Okay, enough about the cover, how about the story?  The plot follows directly on the events of book four, as the crew of the Excalibur discovers that a planet that has been fighting a generations-long civil war has come to view Captain Mackenzie Calhoun as a messiah.  Despite first officer Elizabeth Shelby's protestations, Calhoun decides to use this perception to his advantage, in hopes of bringing peace to the divided world.  Of course, as the title of the book suggests, there is a sinister aspect to the prophecy regarding Calhoun.  Meanwhile, the subplot of Selar's Pon farr continues, as does the Selar-Burgoyne-McHenry love triangle.  In a surprising twist, when Selar feels she has lost Burgoyne to McHenry, she formally requests that Captain Calhoun have sex with her and father her child!
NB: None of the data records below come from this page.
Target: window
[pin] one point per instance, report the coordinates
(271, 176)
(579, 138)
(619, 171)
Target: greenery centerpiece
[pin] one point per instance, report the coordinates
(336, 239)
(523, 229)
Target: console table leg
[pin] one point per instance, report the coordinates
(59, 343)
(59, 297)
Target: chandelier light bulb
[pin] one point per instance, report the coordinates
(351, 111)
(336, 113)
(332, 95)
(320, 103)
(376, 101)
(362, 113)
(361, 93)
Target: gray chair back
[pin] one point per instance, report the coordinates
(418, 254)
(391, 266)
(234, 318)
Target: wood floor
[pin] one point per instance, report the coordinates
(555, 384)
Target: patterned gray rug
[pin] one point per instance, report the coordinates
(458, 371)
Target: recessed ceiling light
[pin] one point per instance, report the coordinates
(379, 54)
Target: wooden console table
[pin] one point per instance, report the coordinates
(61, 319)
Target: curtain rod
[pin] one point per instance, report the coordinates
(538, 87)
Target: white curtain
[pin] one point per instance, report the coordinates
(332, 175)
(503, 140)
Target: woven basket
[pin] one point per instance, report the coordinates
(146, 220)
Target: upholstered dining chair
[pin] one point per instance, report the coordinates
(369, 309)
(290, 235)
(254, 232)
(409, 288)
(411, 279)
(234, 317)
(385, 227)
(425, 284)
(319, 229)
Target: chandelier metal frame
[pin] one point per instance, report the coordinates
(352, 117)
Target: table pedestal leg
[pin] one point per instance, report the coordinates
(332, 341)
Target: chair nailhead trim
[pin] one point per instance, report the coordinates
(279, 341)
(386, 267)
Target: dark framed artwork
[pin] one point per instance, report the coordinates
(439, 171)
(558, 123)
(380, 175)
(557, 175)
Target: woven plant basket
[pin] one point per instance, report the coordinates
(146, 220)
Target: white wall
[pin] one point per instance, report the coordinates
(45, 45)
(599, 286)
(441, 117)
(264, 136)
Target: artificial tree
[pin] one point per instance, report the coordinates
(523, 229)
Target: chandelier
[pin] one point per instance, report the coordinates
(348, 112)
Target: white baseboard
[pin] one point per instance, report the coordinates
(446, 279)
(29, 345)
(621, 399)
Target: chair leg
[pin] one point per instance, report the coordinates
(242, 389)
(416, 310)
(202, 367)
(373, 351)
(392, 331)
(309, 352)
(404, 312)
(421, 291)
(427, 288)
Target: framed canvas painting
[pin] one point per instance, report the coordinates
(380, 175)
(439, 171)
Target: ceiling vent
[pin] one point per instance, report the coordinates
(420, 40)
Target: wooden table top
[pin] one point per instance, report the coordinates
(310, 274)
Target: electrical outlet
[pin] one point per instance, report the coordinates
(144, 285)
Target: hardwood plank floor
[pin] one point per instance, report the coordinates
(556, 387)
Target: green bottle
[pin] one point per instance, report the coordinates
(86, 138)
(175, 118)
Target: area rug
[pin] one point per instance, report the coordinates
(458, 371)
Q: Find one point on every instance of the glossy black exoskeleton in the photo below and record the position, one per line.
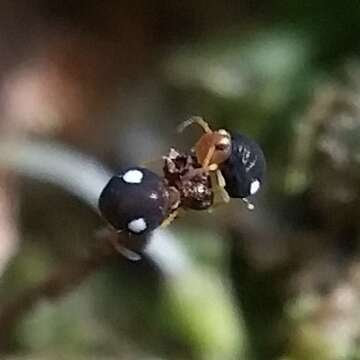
(135, 200)
(244, 169)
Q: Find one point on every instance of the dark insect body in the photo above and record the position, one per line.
(219, 167)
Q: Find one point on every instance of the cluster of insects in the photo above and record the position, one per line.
(221, 166)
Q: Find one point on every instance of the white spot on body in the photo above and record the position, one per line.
(254, 187)
(137, 225)
(133, 176)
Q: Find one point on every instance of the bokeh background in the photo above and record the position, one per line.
(88, 86)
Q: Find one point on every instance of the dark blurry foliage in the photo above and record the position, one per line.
(113, 79)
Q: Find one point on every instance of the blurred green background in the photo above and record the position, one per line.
(111, 80)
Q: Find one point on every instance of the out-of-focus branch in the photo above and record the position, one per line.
(64, 279)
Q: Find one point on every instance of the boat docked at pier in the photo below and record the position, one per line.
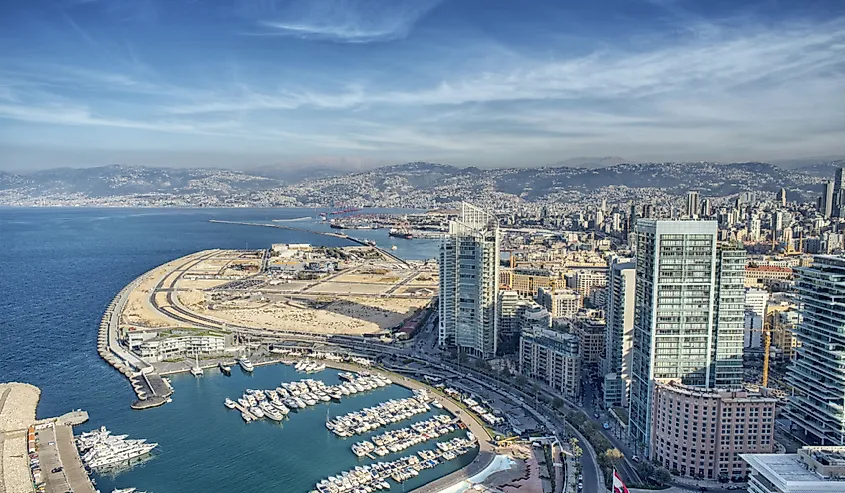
(246, 364)
(101, 450)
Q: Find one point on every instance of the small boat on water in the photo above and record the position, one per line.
(246, 364)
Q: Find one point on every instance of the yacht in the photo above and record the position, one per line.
(246, 364)
(196, 370)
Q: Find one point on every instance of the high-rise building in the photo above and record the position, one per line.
(692, 205)
(817, 407)
(782, 197)
(619, 336)
(826, 201)
(811, 470)
(680, 331)
(469, 281)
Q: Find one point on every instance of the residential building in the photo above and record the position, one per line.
(817, 406)
(700, 432)
(688, 316)
(811, 470)
(526, 281)
(469, 281)
(826, 200)
(561, 303)
(756, 300)
(159, 345)
(619, 336)
(590, 327)
(553, 358)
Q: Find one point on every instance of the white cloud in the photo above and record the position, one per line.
(355, 21)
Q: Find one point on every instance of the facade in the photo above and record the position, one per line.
(469, 281)
(688, 316)
(561, 303)
(756, 301)
(526, 281)
(817, 407)
(811, 470)
(590, 327)
(619, 336)
(701, 432)
(551, 357)
(162, 345)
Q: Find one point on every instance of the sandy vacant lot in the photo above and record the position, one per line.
(354, 315)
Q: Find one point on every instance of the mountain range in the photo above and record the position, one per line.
(410, 184)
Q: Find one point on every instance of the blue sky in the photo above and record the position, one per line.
(359, 83)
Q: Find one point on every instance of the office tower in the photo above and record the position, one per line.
(826, 200)
(619, 335)
(729, 315)
(817, 407)
(782, 197)
(469, 280)
(680, 331)
(692, 205)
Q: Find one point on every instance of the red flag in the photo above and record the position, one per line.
(618, 485)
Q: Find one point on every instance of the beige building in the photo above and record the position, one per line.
(700, 432)
(590, 327)
(811, 470)
(561, 303)
(551, 357)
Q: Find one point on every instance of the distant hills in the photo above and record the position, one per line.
(418, 183)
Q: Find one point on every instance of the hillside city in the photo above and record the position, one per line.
(699, 344)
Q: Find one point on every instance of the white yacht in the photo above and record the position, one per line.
(246, 364)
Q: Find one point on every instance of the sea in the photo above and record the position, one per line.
(60, 268)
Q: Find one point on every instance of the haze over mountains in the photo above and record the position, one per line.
(420, 184)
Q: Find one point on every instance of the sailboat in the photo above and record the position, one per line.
(196, 370)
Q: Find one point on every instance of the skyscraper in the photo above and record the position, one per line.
(619, 334)
(827, 199)
(692, 205)
(817, 407)
(689, 313)
(469, 280)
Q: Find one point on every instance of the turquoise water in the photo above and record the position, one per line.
(197, 433)
(60, 268)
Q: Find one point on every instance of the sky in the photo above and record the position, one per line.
(361, 83)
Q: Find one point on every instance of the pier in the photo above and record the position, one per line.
(50, 440)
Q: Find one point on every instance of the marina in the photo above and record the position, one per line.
(374, 476)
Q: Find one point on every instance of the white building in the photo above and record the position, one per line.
(553, 358)
(817, 407)
(619, 335)
(811, 470)
(561, 303)
(469, 282)
(688, 321)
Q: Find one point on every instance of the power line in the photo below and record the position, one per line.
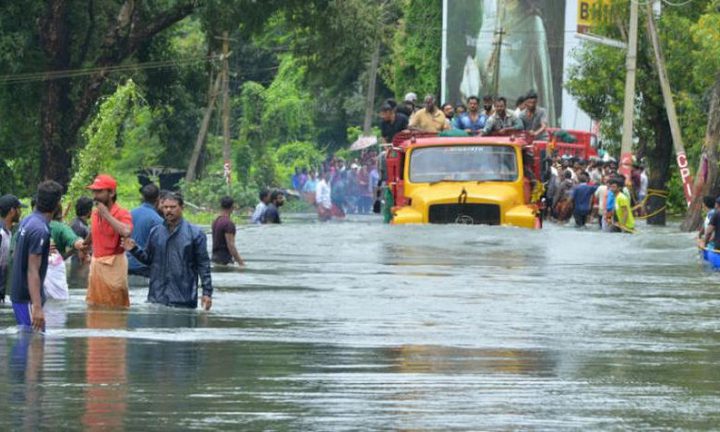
(74, 73)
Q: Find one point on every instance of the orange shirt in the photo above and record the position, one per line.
(106, 241)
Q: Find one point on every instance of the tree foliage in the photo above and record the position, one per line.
(690, 45)
(103, 135)
(416, 49)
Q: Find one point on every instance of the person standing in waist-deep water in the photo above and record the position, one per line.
(144, 218)
(108, 279)
(81, 227)
(272, 213)
(30, 261)
(223, 232)
(10, 212)
(177, 255)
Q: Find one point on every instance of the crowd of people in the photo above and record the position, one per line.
(586, 190)
(492, 118)
(339, 187)
(594, 190)
(106, 245)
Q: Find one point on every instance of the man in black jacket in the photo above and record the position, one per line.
(177, 254)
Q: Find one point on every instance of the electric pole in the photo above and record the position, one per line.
(226, 107)
(680, 155)
(625, 166)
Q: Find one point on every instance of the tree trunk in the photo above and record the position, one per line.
(200, 141)
(61, 117)
(55, 157)
(706, 177)
(659, 161)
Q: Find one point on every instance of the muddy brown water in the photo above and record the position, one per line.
(362, 326)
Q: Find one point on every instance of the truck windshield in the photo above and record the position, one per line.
(463, 163)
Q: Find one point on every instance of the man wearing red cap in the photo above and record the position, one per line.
(108, 281)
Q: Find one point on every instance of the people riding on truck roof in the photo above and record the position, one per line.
(502, 122)
(430, 118)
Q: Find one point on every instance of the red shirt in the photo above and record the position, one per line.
(106, 241)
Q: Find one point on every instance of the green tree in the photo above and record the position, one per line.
(415, 63)
(598, 84)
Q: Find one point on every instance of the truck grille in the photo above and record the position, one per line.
(466, 214)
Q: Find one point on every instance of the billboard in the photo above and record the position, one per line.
(509, 47)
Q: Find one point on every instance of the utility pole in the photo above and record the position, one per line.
(226, 107)
(680, 155)
(200, 140)
(499, 32)
(370, 98)
(625, 166)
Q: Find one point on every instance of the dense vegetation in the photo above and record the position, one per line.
(131, 81)
(691, 42)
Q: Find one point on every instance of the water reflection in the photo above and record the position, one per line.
(26, 391)
(453, 360)
(357, 326)
(106, 372)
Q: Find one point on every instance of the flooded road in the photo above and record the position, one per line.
(362, 326)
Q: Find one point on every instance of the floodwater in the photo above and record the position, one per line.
(362, 326)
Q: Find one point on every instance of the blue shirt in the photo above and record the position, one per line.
(33, 239)
(464, 122)
(582, 197)
(145, 218)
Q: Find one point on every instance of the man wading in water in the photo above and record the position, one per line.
(177, 255)
(108, 280)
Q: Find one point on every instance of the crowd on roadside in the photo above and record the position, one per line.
(338, 186)
(105, 246)
(594, 191)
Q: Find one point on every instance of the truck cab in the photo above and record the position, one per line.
(461, 180)
(475, 180)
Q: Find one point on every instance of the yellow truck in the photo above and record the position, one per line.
(462, 180)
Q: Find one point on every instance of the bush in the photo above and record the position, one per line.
(205, 194)
(296, 155)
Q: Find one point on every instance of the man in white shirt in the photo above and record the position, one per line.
(260, 208)
(322, 198)
(642, 193)
(10, 212)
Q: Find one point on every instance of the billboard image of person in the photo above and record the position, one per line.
(506, 47)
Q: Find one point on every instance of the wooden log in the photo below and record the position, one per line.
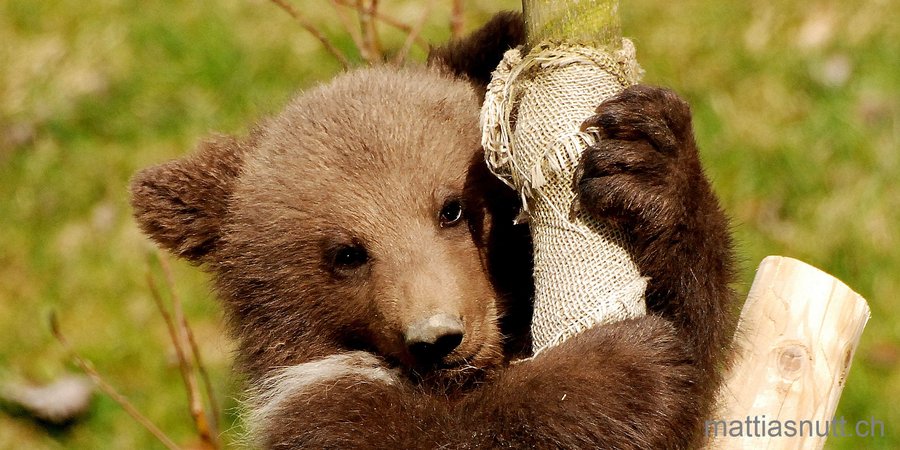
(796, 338)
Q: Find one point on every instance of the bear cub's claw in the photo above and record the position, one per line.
(645, 162)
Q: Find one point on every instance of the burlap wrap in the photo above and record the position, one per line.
(531, 119)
I found the soap opera elements of this book to be vastly entertaining, while the main plot with Calhoun as the messiah was only mildly interesting.  I also found the inclusion of another group of aliens, the Redeemers, to be somewhat confusing, in that I couldn't figure out their relationship to the aliens who thought Calhoun was the messiah.  Ultimately, I think these are simply two separate groups who have nothing to do with one another.  The Redeemers play a relatively small role here and are presumably being set up as adversaries for a future novel, but, again, I felt their inclusion was needlessly confusing and unnecessary.  One bright spot of the "A" plot was the introduction of Ensign Janos, the Mugato(!) security officer who fought Burgoyne on the planet's surface while under an alien influence.  Ensign Janos was certainly a unique character, and I look forward to learning more about him.

Ultimately, while the messiah story was not that interesting to me, the heart of the New Frontier story is the characters and their relationships to one another.  On that front, Martyr is a successful novel that sets up some very interesting possibilities for future books.